Da questo punto di vista i francesi sono sicuramente più avanti. Le auto che fanno vedere in tv o sui siti sono quelle disponibili nei concessionari. La Renault Captur e la gamma dei suv Peugeot 3008 e 5008 sono state apprezzate anche per questo motivo. Anche i mostri sacri come Mercedes, Audi e Bmw stanno focalizzando i loro sforzi su auto accessibili, acquistabili, gestibili: Mercedes Classe A, Audi 3 e 4, Bmw Serie 2/3.

L’auto del prossimo decennio deve essere versatile, guidabile, alla portata di ogni componente della famiglia. La seconda o, peggio, la terza auto sono lussi che in pochi possono permettersi. Finanziariamente ma anche mentalmente. Basti pensare che la contrazione del volume delle vacanze che si sta accusando in quest’estate in Europa è circoscritta alla classe media… Il lusso invece tiene, si rafforza. Così come il ceto medio-basso sempre più in basso, che, però, spesso e volentieri preferisce fare a meno dell’auto che ormai rischia di avere le spese di gestione di un bilocale.

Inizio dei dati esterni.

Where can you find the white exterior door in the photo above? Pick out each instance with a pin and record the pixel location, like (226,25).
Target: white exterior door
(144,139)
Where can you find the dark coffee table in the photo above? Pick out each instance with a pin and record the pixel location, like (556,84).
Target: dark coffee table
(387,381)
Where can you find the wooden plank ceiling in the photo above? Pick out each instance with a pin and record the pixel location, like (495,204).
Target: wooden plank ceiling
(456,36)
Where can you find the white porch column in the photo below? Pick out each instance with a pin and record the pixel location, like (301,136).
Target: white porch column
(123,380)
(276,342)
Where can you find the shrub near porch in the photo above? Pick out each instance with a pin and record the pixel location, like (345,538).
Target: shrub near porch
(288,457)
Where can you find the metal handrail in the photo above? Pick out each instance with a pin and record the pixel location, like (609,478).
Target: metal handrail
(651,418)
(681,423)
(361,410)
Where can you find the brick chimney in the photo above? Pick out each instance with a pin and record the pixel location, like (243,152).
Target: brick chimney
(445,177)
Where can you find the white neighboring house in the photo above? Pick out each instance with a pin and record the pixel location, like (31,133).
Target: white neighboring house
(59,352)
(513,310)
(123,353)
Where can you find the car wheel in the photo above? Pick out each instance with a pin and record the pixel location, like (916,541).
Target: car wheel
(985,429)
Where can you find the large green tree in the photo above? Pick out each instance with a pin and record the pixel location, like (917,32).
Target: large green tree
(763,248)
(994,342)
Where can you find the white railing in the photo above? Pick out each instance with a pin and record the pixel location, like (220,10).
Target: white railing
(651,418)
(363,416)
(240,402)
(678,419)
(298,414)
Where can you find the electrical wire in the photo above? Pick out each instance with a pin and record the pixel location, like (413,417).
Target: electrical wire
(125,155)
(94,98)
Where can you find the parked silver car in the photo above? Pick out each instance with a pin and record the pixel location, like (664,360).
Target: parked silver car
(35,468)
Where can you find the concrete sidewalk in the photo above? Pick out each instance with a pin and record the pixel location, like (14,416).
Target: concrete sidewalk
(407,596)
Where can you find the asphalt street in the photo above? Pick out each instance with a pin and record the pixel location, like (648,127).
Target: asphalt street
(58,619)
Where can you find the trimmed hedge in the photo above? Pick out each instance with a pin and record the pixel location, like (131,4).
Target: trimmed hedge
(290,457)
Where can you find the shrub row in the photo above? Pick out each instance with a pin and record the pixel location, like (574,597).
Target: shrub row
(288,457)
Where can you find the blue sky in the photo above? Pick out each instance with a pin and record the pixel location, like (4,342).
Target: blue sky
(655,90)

Anche l’atavica ma decisamente inattuale guerra ai consumi non può più essere attuale. Infatti il famigerato «oro nero» non fa più notizia. Nemmeno quando registra impennate dei prezzi che, non so se avete notato, in questa affollatissima e caldissima estate ormai agli sgoccioli non ha mai fatto registrare il benchè aumento di benzina e gasolio. In realtà il balzello della benzina è stato sostituito dalla costosa burocrazia legata ai finanziamenti (che non sono mai veramente a tasso zero…), alle cosidette (misteriose) spese di isrtuttoria, all’incidenza delle spese di riscossione delle banche (anche 5 euro) per l’addebito della rata del prestito o del leasing.

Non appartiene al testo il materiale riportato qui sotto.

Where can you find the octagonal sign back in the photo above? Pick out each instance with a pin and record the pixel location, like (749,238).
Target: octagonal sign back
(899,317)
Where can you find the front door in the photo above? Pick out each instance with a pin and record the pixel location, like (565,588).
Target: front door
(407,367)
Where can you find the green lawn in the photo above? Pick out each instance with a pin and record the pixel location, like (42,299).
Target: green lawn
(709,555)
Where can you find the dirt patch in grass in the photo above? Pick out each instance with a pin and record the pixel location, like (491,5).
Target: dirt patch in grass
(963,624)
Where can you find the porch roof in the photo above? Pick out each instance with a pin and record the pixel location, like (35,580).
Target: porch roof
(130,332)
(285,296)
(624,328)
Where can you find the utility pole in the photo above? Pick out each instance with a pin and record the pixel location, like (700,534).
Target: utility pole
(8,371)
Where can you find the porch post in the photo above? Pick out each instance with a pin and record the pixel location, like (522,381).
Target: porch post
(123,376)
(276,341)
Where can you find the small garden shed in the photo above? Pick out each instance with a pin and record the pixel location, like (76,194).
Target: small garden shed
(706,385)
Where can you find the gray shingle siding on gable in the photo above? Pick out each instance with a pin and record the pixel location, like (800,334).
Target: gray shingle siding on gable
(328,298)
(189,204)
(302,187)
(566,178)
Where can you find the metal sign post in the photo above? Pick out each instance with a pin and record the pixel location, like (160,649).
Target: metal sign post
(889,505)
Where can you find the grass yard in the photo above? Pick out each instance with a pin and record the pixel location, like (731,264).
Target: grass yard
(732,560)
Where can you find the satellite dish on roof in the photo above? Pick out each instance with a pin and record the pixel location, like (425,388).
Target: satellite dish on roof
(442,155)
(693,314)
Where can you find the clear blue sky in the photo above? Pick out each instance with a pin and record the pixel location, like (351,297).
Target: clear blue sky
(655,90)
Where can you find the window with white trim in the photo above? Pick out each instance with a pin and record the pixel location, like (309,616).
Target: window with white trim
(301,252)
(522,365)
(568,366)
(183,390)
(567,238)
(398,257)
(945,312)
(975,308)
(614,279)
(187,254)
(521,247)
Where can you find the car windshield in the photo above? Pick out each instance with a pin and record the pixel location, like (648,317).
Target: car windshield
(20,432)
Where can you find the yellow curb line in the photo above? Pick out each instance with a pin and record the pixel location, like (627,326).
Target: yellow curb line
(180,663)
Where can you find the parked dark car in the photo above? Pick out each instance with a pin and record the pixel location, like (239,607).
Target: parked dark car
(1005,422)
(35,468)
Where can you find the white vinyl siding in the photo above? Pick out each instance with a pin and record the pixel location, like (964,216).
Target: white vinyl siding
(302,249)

Ecco cosa chiede l’automobilista medio per restare tale, per non scollinare in una situazione di completo e definitivo disagio. Anche il fatto di distribuire, da parte della casa madre, nella medesima zona geografica e di competenza, lo stesso prodotto affidandosi a salonisti e rivenditori crea confusione, sospetto, la sensazione di poca chiarezza. Chilometri zero, auto aziendali, dirigenziali, lunari…: ma a chi bisogna credere?

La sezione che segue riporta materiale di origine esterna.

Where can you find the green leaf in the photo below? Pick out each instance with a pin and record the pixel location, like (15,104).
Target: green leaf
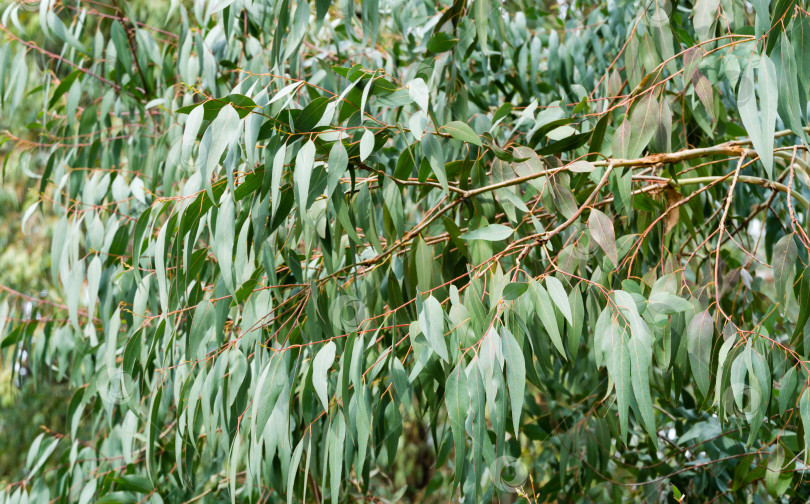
(804,304)
(320,366)
(545,310)
(617,358)
(804,413)
(515,375)
(366,144)
(775,461)
(418,91)
(785,253)
(431,322)
(699,338)
(601,228)
(490,232)
(304,162)
(441,42)
(559,296)
(461,131)
(457,401)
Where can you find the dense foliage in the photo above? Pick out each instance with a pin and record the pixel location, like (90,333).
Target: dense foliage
(415,251)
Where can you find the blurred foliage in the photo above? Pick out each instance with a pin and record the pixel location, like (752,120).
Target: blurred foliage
(400,250)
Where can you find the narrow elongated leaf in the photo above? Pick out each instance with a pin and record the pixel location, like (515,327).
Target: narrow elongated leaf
(457,400)
(461,131)
(320,367)
(699,337)
(491,232)
(601,228)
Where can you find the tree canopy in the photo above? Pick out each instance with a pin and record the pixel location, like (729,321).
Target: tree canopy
(400,250)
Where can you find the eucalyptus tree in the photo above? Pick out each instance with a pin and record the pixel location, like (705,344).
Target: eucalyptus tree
(415,251)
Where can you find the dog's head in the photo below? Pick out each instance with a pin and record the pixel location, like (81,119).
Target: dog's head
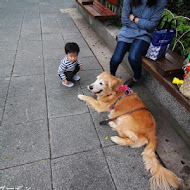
(105,84)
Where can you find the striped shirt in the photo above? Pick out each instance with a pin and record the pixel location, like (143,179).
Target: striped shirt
(66,65)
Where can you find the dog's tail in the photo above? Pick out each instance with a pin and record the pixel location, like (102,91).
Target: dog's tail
(161,177)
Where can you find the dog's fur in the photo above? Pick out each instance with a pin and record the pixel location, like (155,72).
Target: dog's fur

La rubrica motori di Indiscreto, insomma quella che state leggendo, ha come ideologia di base quella del ridimensionamento dell’auto: spesso utilissima, ma pur sempre un mezzo di trasporto che non deve distruggere le proprie finanze. Rivolgendoci noi alla vituperata classe media, riteniamo che fra 20.000 e i 30.000 euro si possa comprare un mezzo adatto a tutta la famiglia di oggi e con un minimo di dignità secondo i parametri dei nostri tempi… L’auto del popolo, insomma (la Volkswagen ci ha pensato prima di noi), che sarà quella di cui parleremo nelle prossime puntate, con qualche nostro consiglio.